Dolmen "La Tombe du Curé"

Avant-Propos

Les recherches sur le mégalithisme de Charente limousine commencèrent en 1980 et s'achevèrent en 2007. Au début des années quatre vingt seuls une dizaine de mégalithes étaient connus dans le confolentais. Au moment ou s'est achevé notre inventaire, résultat d'un travail collectif, nous avions recensé pour le territoire de la Charente Limousine, 107 mégalithes toutes catégories confondues. Cet inventaire ne peut être considéré comme définitif et nous ne doutons pas que d'autres monuments apparaitront dans les années à venir.

Le dolmen "La Tombe du Curé" - Champ du Boucheron

Localisation géographique

Ce mégalithe se positionne sur le plateau de Périssac, modeste village qui domine les vallées de l'Issoire et de la Vienne. Il appartenait à un groupe de deux dolmens qui tous les deux subirent une destruction massive à deux époques pas très éloignées l'une de l'autre. En contrebas, au nord-ouest s'élève un autre dolmen sur l'ilot de Saint-Germain. La commune d'Esse connu une forte concentration de mégalithes qui malheureusement furent soit détruits ou subirent de profondes mutilations. .

Description du Monument

Peu éloigné du dolmen de Périssac qui fut détruit pour servir de tombeau à la femme d'un préfet du XVIIIe siècle, du nom de Gountier, en 1884. Ce dolmen fut en partie détruit car on enleva la table pour l'utiliser à la construction du monument dédiés aux poilus de la guerre de 1914/1918 à proximité de l'église Saint-Etienne de Esse. Sur le terrain ne subsistent que quatre piliers gisant en désordre sur le sol. Un seul reste encore planté en terre.

Dimensions des orthostates :

Pilier N°1 : Longueur = 1,96m - largeur = 090m - Grosse épaisseur = 060m - Petite épaisseur = 040m. Ce pilier git couché au pied de châtaignier qui a probablement fait s'écrouler le mégalithe.

Pilier N°2 : Longueur = 1,34m - largeur = 0,60m au centre du bloc - Epaisseur = 0,40m.

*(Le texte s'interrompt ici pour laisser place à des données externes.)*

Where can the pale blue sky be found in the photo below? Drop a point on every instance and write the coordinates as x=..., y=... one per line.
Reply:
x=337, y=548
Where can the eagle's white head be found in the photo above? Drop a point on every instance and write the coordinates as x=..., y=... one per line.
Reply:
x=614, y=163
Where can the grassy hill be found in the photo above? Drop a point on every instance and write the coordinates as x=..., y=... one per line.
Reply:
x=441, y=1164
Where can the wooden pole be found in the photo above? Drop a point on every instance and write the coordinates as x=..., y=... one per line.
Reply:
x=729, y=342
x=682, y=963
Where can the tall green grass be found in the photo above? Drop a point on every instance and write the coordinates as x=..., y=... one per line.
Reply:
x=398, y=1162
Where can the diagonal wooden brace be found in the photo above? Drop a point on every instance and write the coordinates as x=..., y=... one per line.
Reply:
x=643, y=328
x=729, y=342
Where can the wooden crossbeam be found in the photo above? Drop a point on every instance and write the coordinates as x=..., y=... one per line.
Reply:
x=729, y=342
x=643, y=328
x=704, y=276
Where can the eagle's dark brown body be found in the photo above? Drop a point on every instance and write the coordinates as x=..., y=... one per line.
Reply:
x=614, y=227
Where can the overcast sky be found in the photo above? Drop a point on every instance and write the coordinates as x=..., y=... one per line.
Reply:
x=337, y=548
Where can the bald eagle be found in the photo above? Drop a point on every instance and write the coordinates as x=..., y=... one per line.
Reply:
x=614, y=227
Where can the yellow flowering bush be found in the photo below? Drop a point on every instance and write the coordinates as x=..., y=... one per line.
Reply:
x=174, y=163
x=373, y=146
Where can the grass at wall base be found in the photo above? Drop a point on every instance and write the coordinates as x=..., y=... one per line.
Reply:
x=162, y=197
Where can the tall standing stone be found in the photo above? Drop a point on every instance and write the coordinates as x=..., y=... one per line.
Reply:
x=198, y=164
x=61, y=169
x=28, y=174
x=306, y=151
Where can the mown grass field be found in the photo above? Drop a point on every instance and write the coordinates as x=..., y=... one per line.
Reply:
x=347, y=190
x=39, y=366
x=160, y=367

Il est l'unique bloc qui a échappé à la destruction. C'est un monolithe qui présente un aspect à peu près régulier. Ces faces sont polies et ses arêtes sont émoussées. Il a fait l'objet d'une attention particulière et a vraisemblablement subi un travail plus élaboré que les autres blocs.

Pilier N°3 : Longueur = 1,80m - largeur = 0,70m - Epaisseur = 0,45m. Cet orthostate git au sol. Il porte une cassure intentionnelle sur sa partie la moins large, sûrement due à une tentative de débitage. Cette cassure présente un décalage de niveau de 16cm par rapport à l'autre extrémité du bloc.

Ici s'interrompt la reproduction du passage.